Avianca hesitates on decision to merge with Viva Air despite Aerocivil approval

Markus Mainka /

Avianca is now deliberating whether to go ahead with its merger with Viva Air despite receiving approval from the Civil Aviation Authority of Colombia (Aeronáutica Civil de Colombia, Aerocivil) after the airlines agreed to concede to certain concessions. 

The Colombian authority finally granted approval after a saga lasting several months, which included a denial of the request and a subsequent U-turn on the decision once Aerocivil found “substantial irregularity” in the decision. As such, the authority re-examined the decision and, on March 21, 2023, published a statement that it would approve the merger, given that the new entity would fulfill several conditions.  

Those conditions included relief of certain slots at El Dorado International Airport (BOG) in Bogota, Colombia, the continuation of Viva Air’s low-cost model, fare cap on routes where Avianca-Viva Air would hold 100% of the market share, and a dynamic market on routes, where the new airline group would control the majority of the market. 

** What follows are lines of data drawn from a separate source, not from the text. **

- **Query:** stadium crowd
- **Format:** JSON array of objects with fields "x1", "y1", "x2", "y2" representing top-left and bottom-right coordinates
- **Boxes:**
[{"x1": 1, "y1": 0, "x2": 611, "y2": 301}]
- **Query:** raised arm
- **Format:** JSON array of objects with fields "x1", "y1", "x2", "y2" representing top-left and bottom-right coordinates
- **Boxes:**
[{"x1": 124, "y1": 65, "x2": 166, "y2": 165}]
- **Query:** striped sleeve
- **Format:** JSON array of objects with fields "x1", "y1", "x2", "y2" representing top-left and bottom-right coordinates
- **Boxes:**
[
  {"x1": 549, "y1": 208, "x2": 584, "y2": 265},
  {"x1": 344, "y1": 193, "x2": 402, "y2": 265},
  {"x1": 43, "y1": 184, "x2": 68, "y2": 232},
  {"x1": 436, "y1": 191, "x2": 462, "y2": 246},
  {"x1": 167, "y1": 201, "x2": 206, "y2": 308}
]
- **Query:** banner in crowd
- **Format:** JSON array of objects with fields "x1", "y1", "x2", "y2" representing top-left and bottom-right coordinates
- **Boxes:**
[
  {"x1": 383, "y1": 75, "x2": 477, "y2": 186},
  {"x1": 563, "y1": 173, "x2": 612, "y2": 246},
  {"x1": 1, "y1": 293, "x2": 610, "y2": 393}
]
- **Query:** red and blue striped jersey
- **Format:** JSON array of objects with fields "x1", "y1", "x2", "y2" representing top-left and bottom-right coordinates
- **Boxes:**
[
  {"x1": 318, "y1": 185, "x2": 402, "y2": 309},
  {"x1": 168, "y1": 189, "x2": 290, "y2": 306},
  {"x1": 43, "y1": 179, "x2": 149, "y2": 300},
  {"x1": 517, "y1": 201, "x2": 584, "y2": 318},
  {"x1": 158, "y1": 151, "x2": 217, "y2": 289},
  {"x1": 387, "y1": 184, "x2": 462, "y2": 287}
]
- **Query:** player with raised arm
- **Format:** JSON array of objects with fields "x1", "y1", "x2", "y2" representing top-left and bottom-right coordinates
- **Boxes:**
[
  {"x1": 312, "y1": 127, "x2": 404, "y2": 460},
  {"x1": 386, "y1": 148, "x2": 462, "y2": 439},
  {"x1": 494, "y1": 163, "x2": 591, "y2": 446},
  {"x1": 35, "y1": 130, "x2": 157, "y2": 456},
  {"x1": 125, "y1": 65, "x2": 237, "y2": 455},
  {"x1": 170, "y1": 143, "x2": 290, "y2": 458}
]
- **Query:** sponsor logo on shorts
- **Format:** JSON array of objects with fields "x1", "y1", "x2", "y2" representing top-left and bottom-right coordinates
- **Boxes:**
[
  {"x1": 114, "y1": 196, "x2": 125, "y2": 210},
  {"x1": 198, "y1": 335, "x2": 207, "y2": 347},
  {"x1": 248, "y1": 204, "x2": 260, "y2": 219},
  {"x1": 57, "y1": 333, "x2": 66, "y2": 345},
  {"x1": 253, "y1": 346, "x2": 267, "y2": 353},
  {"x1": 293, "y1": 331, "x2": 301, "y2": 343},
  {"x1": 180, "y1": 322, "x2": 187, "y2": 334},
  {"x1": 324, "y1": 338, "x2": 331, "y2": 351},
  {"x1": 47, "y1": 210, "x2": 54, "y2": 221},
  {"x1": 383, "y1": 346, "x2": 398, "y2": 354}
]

In a response published on March 22, 2023, Avianca noted that “given the operational, financial, and technical implications of Aerocivil’s decision”, the Colombian airline “will study the resolution and the implications of the measures set forth by the authority as soon as possible to determine the feasibility of complying with them”. However, Avianca noted that Viva Air no longer has the same route network, fleet, or personnel that it had prior to its temporary suspension of flights on February 27, 2023. 

As such, given Viva Air’s weakened corporate structure, Avianca added that this “must be analyzed in detail to determine the relevance of the conditions established by Civil Aeronautics”. Furthermore, since various parties, including those who are not directly related to the decision, such as LATAM, Wingo, Ultra Air, and Aerolineas Argentinas, can appeal, making the decision irresolute, “Avianca is not empowered to intervene in the operational or financial situation of Viva Air”. 

Despite this, Avianca has offered customers affected by Viva Air’s flight suspension the opportunity to fly free of charge until March 24, 2023. 

The two airlines announced their intention to merge in August 2022 following an initial shareholder vote on the matter in April of the same year. Subsequently, in November 2022, Aerocivil denied the merger, citing the anti-competitive manner of the consolidation of carriers in Colombia. However, in January 2023, the Colombian authority stated that following “substantial irregularity in the processing of the administrative action”, it will look into the merger once again, giving the green light for the two to merge on March 21, 2023.